Macedonian Warrior
It is by now a well-established belief that what makes a man fight is the bond that he feels with his comrades-in-arms: the men who are his family on the campaign, his emotional support, his ‘confessors,’ and his protectors in the line of battle. He fights with them and for them, and as much as he fears to let them down, he dreads even more the prospect and the stigma of dishonor. But what makes a man wage war is a more complex matter, the result of cultural conditioning and propaganda, of beliefs handed down from generation to generation and revelations of ‘truths’ (many of them fabricated to serve the occasion) that stir even the most indolent to follow the path of the war-god.
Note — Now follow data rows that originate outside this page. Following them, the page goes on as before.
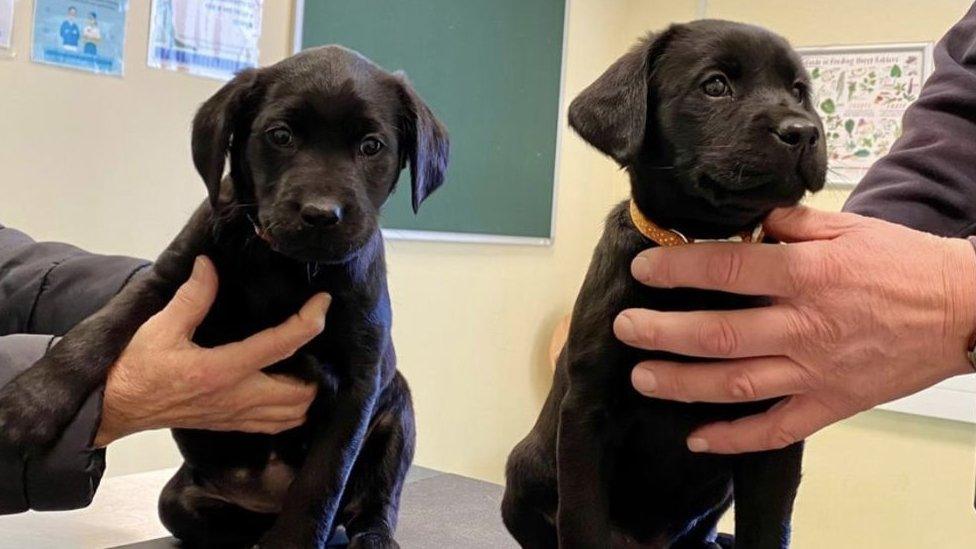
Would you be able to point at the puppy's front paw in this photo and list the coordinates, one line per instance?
(370, 540)
(35, 408)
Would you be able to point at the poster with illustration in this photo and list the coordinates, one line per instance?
(861, 93)
(6, 25)
(87, 35)
(212, 38)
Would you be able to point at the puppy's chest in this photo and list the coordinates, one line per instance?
(246, 307)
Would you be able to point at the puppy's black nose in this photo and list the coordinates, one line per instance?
(797, 132)
(320, 214)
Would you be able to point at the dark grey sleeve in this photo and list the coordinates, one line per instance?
(928, 180)
(45, 289)
(65, 476)
(48, 287)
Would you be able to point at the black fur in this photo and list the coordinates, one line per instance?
(349, 460)
(604, 466)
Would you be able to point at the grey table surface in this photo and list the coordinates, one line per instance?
(438, 510)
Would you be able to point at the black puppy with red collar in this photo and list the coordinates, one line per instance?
(714, 123)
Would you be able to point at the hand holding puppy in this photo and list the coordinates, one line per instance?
(165, 380)
(863, 312)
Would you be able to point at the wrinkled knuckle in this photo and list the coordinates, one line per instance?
(186, 297)
(724, 268)
(780, 436)
(647, 333)
(280, 345)
(660, 273)
(740, 387)
(717, 336)
(800, 270)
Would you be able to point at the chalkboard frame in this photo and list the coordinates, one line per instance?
(479, 238)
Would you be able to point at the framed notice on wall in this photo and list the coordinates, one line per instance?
(212, 38)
(861, 92)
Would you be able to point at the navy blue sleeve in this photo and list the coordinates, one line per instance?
(928, 180)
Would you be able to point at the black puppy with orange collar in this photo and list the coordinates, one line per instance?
(714, 123)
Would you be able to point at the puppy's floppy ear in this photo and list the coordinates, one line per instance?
(612, 113)
(220, 124)
(424, 143)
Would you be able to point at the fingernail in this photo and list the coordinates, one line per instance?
(643, 380)
(696, 444)
(640, 268)
(623, 326)
(197, 273)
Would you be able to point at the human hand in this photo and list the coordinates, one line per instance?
(863, 312)
(164, 380)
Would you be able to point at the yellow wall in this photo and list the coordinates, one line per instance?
(472, 321)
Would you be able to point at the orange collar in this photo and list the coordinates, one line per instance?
(670, 237)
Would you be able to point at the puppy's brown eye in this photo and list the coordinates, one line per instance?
(370, 146)
(716, 86)
(280, 137)
(799, 92)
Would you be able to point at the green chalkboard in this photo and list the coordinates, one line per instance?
(490, 70)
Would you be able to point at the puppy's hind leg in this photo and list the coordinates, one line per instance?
(199, 519)
(765, 487)
(530, 501)
(373, 491)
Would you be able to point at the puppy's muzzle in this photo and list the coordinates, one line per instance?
(321, 214)
(797, 134)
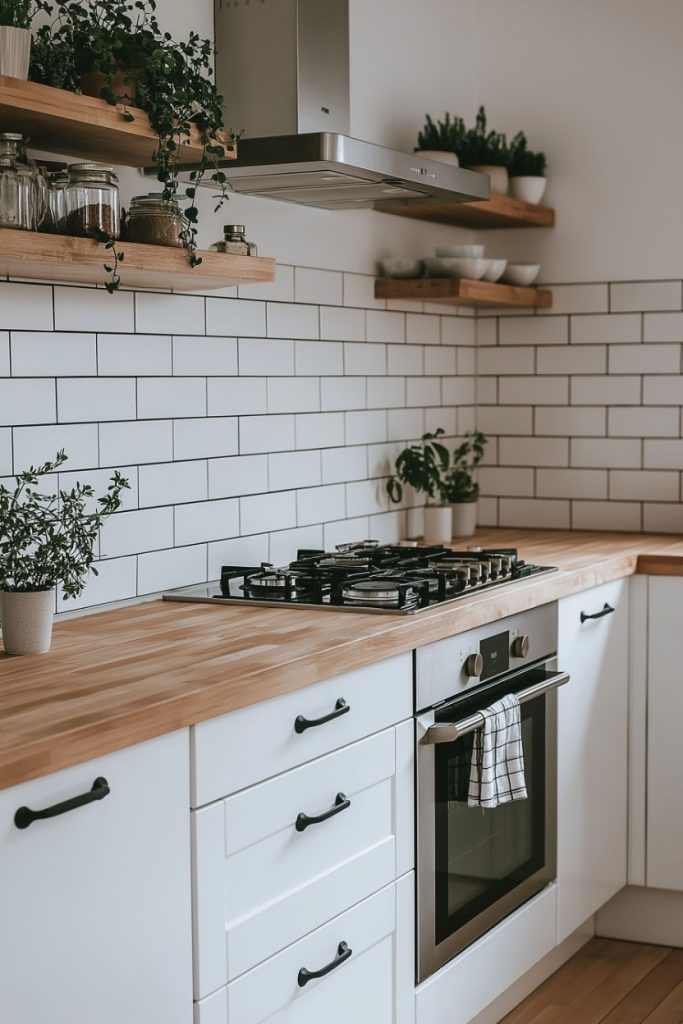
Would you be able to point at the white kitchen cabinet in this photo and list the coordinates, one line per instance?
(665, 745)
(592, 752)
(95, 922)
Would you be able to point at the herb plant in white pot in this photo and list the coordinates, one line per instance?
(461, 487)
(45, 541)
(424, 467)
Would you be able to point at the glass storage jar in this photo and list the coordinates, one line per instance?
(92, 200)
(23, 185)
(154, 220)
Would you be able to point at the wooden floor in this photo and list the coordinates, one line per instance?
(609, 982)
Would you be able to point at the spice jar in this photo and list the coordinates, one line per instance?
(92, 200)
(235, 242)
(154, 220)
(23, 185)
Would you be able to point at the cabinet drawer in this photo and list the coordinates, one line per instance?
(360, 989)
(260, 884)
(257, 742)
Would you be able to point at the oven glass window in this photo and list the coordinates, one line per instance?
(482, 853)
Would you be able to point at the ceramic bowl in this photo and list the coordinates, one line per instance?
(460, 251)
(452, 266)
(495, 269)
(521, 273)
(403, 268)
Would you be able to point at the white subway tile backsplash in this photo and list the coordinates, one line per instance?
(86, 400)
(43, 354)
(205, 437)
(161, 313)
(133, 355)
(164, 397)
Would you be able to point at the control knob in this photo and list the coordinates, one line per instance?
(474, 666)
(520, 646)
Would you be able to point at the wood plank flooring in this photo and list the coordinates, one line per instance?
(609, 982)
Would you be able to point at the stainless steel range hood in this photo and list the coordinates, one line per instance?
(284, 68)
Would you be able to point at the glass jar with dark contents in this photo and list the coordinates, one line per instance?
(92, 200)
(156, 221)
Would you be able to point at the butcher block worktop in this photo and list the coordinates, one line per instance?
(120, 677)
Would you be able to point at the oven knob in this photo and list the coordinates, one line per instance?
(474, 666)
(520, 646)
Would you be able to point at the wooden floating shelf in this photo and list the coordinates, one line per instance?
(62, 258)
(58, 121)
(463, 292)
(499, 211)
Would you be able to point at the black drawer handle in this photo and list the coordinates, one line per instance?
(25, 816)
(343, 953)
(303, 820)
(607, 610)
(301, 723)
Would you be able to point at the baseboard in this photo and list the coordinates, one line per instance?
(512, 996)
(639, 914)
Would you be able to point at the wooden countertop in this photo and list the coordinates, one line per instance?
(117, 678)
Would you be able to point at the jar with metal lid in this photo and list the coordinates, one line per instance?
(154, 220)
(235, 242)
(23, 185)
(92, 200)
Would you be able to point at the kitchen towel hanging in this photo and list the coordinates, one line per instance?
(497, 772)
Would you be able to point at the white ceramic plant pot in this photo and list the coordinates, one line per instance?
(441, 156)
(14, 51)
(438, 523)
(527, 187)
(27, 621)
(498, 175)
(464, 518)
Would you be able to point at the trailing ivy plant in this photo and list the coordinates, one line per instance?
(423, 467)
(47, 540)
(523, 161)
(460, 483)
(170, 81)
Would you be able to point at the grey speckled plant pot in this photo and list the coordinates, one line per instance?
(27, 621)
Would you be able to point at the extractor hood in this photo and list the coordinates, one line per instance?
(284, 68)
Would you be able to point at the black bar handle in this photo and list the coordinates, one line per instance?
(303, 820)
(25, 816)
(301, 723)
(607, 610)
(343, 953)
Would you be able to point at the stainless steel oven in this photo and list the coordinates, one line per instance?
(476, 865)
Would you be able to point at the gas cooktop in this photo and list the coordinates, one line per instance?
(394, 579)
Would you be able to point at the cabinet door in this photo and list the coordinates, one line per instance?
(95, 920)
(665, 747)
(592, 752)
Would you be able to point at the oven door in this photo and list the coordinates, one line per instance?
(476, 865)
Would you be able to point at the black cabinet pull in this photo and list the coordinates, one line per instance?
(25, 816)
(607, 610)
(303, 820)
(301, 723)
(343, 953)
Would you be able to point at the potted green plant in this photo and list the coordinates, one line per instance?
(424, 468)
(485, 152)
(461, 489)
(45, 541)
(526, 170)
(15, 18)
(440, 140)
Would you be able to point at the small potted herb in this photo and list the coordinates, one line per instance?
(45, 541)
(424, 468)
(461, 488)
(441, 140)
(486, 152)
(15, 18)
(527, 171)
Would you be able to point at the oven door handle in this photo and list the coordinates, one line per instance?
(446, 732)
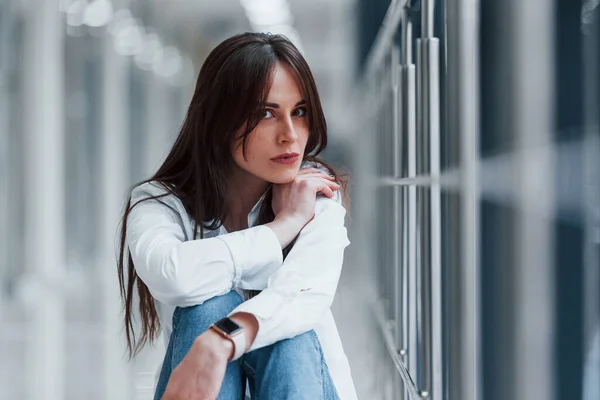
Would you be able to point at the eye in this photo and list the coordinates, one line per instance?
(268, 114)
(299, 112)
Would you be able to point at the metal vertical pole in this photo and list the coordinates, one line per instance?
(463, 99)
(532, 109)
(117, 377)
(44, 199)
(398, 220)
(410, 130)
(430, 226)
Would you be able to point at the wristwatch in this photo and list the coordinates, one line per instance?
(229, 329)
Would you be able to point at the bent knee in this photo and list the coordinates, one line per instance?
(201, 316)
(305, 345)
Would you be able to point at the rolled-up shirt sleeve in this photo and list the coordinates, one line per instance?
(182, 273)
(300, 292)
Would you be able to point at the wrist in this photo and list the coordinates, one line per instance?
(219, 347)
(294, 221)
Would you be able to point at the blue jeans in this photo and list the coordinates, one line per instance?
(289, 369)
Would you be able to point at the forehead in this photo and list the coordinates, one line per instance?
(285, 87)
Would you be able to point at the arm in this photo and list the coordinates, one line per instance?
(184, 273)
(299, 293)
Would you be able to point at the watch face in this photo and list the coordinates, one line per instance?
(228, 326)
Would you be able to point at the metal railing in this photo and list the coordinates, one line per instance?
(402, 82)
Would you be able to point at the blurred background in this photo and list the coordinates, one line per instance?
(471, 132)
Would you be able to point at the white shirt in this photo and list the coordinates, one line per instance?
(296, 293)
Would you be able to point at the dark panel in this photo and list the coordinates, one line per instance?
(498, 249)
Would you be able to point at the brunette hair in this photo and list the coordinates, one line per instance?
(233, 82)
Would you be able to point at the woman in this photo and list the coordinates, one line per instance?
(239, 190)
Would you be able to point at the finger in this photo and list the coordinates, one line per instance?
(305, 171)
(326, 190)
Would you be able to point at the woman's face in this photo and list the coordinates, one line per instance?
(276, 146)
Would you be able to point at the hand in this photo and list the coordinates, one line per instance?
(200, 375)
(294, 203)
(297, 198)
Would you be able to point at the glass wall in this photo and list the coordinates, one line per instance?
(75, 132)
(481, 190)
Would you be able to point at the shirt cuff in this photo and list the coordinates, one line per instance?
(253, 251)
(263, 307)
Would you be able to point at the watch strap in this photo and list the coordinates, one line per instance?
(238, 339)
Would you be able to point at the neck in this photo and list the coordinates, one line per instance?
(244, 192)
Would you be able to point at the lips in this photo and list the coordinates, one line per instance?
(287, 158)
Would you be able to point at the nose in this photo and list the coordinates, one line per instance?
(287, 131)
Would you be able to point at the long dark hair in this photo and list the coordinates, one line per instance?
(234, 81)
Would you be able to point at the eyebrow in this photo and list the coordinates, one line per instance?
(275, 105)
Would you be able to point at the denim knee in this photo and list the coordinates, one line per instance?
(287, 355)
(198, 318)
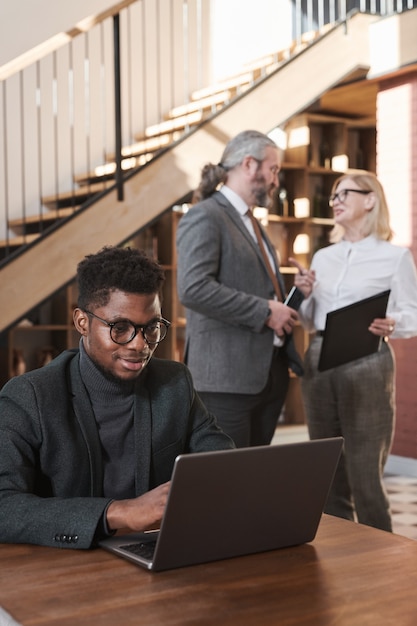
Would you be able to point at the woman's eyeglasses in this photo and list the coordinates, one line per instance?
(342, 194)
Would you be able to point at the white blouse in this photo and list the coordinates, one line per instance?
(350, 271)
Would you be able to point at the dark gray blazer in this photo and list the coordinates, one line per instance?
(51, 469)
(224, 285)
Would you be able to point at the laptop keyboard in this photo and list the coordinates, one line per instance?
(143, 549)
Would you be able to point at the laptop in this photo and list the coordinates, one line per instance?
(346, 335)
(231, 503)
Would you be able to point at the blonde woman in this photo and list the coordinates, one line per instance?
(357, 400)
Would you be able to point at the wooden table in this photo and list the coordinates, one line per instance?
(350, 575)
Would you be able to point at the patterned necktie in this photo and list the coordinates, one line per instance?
(261, 244)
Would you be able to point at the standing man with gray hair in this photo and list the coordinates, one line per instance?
(239, 333)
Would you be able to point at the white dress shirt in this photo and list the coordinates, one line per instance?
(350, 271)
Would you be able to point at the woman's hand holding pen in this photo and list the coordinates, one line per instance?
(305, 278)
(383, 327)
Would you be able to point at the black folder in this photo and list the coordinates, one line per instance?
(346, 335)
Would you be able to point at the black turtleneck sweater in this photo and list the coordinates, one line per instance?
(113, 409)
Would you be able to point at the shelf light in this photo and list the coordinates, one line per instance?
(261, 214)
(299, 137)
(301, 207)
(340, 163)
(301, 244)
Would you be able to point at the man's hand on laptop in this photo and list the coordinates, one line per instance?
(141, 513)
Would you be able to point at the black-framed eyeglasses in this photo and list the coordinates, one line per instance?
(342, 194)
(124, 331)
(275, 169)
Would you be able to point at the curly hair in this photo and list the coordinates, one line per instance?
(116, 269)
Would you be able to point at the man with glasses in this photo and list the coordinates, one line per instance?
(239, 344)
(88, 442)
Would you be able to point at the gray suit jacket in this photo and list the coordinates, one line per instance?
(51, 466)
(224, 284)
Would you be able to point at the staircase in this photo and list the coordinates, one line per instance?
(163, 166)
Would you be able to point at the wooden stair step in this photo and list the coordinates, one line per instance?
(107, 171)
(231, 84)
(46, 217)
(77, 196)
(18, 240)
(211, 102)
(144, 147)
(170, 127)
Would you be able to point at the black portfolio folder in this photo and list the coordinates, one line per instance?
(346, 335)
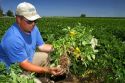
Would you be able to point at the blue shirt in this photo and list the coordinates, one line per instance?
(17, 46)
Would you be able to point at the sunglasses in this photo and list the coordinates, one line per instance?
(29, 22)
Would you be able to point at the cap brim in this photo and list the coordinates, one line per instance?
(32, 18)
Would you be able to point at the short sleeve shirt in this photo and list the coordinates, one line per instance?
(18, 46)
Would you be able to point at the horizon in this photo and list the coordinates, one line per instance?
(71, 8)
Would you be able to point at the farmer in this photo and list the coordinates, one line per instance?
(19, 43)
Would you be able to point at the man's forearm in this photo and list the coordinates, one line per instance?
(33, 68)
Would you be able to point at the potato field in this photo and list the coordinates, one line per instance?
(91, 49)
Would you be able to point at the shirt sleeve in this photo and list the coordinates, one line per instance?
(39, 40)
(15, 50)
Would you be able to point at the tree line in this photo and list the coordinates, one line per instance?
(11, 14)
(8, 13)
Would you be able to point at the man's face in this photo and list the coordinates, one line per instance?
(26, 25)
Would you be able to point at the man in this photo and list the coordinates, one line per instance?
(21, 39)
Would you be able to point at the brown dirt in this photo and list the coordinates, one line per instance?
(70, 79)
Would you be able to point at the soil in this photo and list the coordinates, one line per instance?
(70, 79)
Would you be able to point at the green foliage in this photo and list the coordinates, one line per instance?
(1, 12)
(107, 65)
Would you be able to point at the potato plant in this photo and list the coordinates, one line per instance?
(79, 46)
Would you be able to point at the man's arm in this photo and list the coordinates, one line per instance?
(33, 68)
(38, 69)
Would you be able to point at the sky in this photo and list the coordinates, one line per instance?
(91, 8)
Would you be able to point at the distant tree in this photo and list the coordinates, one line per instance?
(10, 13)
(82, 15)
(1, 12)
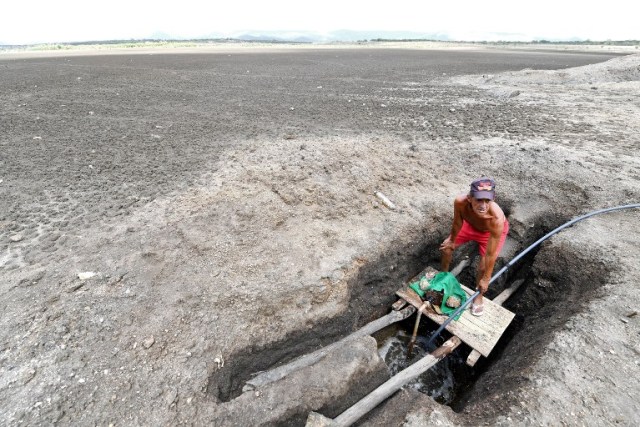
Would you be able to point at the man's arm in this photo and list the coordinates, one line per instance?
(447, 247)
(495, 230)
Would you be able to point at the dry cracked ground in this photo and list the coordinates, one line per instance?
(172, 223)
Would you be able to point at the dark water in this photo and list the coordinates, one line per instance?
(442, 382)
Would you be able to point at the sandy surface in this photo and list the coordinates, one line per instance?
(172, 224)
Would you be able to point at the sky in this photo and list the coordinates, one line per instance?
(47, 21)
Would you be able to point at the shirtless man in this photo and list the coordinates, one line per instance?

For the Macedonian phalangites, whose service under Alexander would take them to the ends of the known world and separate them from homeland and relatives for a decade or more, if not forever, the motives were manifold, ranging from simple greed and economics to the most lofty idealism. This warrior fought first and foremost because he was expected to, and it never occurred to him to challenge the demands of king and country, or even to question the basic premise that war is an inescapable fact of life. Indeed, he welcomed it as an opportunity to enter the arena of heroes, to test his mettle against the adversary, and to acquire the honor that ennobles all men, no matter how humble their origins. He was, in all likelihood, not highly educated, but he knew by heart the sagas of old, and the remarkable achievements of the Ten Thousand the mercenaries who accompanied the Persian prince Cyrus to Cunaxa (near Babylon) and fought their way back along the valley of the Tigris, through the mountains of Armenia, and eventually to the Greek cities on the Black Sea. But he fought also for economic reasons, in the expectation of plunder, particularly in a campaign against the opulent barbarian. He fought out of reverence for his king, the defining characteristic of his people, and in this case for a king whose name was the byword for victory and daring.